電話響起,但是遙遠的位於樓下客廳裡,時鐘指著八點十分,這通電話我敢肯定是向老師打來的。盡責的向老師只要一看見學生遲到,立刻抄起手機撥到學生家裡詢問,尤其今天是開學典禮,八點準時開始卻不見我的蹤影,向老師一定會打來,而且他手機的「已撥電話」裡幾乎都是秀我的名字。

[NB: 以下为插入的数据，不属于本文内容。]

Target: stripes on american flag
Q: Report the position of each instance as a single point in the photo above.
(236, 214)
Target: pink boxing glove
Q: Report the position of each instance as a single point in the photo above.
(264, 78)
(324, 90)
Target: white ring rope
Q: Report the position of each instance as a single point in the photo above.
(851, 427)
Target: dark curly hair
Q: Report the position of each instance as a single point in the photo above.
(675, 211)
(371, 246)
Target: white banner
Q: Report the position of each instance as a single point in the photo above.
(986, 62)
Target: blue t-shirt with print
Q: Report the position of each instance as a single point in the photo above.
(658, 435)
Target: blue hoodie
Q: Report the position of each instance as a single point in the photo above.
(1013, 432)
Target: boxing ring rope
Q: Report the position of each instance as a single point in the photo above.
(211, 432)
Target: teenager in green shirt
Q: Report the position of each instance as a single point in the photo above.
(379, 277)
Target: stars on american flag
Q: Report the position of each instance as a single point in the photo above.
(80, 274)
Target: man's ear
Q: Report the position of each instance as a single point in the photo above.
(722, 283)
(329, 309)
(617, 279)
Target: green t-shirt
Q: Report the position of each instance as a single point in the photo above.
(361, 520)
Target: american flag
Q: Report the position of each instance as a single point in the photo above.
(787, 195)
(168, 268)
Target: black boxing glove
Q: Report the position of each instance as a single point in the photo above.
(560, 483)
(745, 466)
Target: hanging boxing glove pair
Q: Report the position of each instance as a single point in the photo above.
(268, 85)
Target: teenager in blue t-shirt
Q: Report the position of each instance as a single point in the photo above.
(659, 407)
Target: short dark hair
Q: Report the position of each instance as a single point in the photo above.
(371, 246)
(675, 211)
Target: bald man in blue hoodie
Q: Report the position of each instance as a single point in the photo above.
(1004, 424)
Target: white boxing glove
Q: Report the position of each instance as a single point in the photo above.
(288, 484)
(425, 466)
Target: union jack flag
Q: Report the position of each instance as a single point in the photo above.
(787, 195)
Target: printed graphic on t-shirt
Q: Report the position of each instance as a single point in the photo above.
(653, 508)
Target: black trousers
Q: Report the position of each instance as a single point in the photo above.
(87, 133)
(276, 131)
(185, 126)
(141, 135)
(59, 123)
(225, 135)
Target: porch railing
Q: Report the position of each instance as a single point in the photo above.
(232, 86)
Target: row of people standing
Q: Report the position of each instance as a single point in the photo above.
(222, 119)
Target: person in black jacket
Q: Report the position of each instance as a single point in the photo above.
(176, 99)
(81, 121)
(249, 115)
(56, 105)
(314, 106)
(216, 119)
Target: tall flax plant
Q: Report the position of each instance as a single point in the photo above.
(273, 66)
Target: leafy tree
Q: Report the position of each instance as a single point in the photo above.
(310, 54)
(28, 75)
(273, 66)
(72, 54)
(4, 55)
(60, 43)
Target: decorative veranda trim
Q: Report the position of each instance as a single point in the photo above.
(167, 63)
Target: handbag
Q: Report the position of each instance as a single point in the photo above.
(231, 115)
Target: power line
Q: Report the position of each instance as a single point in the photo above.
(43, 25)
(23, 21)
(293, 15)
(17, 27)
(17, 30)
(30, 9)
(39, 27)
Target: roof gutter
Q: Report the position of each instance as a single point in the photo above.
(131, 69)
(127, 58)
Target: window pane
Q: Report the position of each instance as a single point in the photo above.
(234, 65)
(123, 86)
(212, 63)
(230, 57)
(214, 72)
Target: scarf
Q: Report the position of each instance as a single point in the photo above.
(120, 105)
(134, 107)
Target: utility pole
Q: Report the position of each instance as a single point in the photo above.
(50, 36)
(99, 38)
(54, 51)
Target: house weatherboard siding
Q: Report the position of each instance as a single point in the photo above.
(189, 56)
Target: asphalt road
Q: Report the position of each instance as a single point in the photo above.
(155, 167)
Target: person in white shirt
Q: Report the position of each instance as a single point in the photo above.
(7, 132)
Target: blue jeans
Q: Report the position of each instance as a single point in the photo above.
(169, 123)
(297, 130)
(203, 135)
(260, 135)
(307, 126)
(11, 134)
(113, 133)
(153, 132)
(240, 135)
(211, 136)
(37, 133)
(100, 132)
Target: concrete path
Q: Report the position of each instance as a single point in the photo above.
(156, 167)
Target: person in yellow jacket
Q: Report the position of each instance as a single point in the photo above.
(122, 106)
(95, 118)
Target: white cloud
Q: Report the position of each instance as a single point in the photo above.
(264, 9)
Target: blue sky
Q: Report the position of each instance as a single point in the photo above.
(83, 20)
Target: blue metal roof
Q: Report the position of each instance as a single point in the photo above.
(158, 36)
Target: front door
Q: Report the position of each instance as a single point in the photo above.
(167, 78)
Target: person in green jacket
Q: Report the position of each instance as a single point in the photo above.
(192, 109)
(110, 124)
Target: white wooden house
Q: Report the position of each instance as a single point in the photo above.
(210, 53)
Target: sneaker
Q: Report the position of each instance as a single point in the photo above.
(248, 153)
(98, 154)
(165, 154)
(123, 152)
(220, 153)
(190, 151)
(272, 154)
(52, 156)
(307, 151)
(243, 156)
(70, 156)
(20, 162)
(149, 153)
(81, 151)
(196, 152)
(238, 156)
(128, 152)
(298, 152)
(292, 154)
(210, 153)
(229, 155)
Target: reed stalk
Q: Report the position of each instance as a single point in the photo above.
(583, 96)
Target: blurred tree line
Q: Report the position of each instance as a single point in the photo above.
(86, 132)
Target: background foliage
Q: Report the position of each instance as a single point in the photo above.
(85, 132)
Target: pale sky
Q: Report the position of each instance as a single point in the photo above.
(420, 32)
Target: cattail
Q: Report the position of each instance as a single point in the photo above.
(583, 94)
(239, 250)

      我還在床上,心裡期盼有人會把電話線拔掉,但是我又想起來了,我的家人全參加了一團墾丁旅遊團,聽說是旅行社大打折,我那不貪便宜卻圖個有趣的家人們,立刻就參加了。

      沒人在家。

      沒人接電話。

      我翻了個身,拒絕再看見制服,樓下的電話鈴聲也停了,緊接著,開學典禮的升旗歌很完整的傳進我家,在空盪的客廳裡迴繞著,再隨著階梯往上竄,我必須在睡夢中唱著歌,才能聽不見。

      之後,也不知道是不是我總睡不安穩的緣故,竟神智不清的抓起有洗衣精味道殘留的制服,一股腦兒的穿到身上。似乎鬆了一點,但我也沒理會。